胸に刺した寿司の刺繍に、わたくし、握りこぶしをトントンと。
涙が。
みるみるミル貝。
感無量でございます。
「いやさあ、めでてーなあ! あんたあ、がんばってたかんねえ。ほんに良かったべ」
こう労いの言葉をかけてくださったのは、米農家コマチサンさま。
「や、あっぱれだなやあ。これからもあんたのために、じゃんじゃん魚釣ってくるべなあ」
そう仰ってくださっているのは、漁船「スシゴテンマル」の船長、丸やんさま。
わたくしは、お祝いのお言葉を頂戴しながらも、こちらからもお祝いのお言葉を差し上げますことよ。

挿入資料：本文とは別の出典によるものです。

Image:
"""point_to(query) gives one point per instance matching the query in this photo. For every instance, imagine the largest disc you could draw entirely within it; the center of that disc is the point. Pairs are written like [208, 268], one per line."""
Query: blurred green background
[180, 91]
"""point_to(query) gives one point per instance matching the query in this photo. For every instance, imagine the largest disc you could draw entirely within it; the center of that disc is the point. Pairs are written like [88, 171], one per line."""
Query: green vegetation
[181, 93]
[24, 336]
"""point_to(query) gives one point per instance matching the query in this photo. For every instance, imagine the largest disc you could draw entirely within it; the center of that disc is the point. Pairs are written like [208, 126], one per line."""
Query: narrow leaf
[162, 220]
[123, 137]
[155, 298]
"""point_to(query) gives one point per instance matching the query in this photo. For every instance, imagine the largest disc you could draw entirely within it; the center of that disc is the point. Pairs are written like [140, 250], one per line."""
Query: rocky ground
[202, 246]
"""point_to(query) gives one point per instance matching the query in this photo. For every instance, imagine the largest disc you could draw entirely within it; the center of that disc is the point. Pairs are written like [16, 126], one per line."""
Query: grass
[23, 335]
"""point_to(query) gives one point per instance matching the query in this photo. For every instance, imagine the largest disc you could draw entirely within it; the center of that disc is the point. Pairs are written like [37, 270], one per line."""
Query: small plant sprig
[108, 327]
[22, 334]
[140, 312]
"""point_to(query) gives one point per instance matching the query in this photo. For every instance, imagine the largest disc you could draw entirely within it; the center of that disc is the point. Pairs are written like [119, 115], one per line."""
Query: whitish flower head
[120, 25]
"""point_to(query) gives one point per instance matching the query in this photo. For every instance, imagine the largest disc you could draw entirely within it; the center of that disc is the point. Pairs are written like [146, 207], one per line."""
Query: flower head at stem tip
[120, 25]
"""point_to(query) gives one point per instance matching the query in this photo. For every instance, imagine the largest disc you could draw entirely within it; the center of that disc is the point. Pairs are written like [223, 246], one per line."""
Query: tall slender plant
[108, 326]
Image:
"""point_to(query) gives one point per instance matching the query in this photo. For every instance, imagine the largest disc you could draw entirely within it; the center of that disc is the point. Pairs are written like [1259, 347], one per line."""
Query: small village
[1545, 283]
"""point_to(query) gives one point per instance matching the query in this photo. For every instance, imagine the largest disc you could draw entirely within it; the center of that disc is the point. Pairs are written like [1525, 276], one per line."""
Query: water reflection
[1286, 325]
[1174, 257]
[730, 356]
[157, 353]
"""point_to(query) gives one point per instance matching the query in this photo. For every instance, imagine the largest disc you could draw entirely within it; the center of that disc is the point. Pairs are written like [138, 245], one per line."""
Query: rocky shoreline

「まあ、ご夫婦でいらっしゃってくださったのですね? この度は、ご結婚おめでとうございます」
「いやあ、スシノさま。あんたには世話になったなあ。丸やんと夫婦になれたのも、あんたのお陰だべ」
コマチサンさまが、頬を染めていらっしゃいます。可愛らしい奥様でございますことよ。
「これからもお幸せに!」
そして、わたくしが差し上げました夫婦湯呑みのお礼といたしまして、お二人から開店祝いをいただきました。どうやら、サプライズプレゼントのようでございます。
「こ、これは……」
「しゃもじだべ」
真っ白で、表面にツブツブのある代物でございます。ひっくり返してみると、小さく『読サーほにゃらり謹製』と書いてございます。
「これは、かの有名な……」
「んだべ。それを持って白飯を前にしただけで、白米をひたすらかき混ぜたくなるという不思議なしゃもじだべ」
「今世紀最初で最後の伝説のアスリート、カンダガワソイヤッッッッッさんが愛用しているという?」(パラレルワールド)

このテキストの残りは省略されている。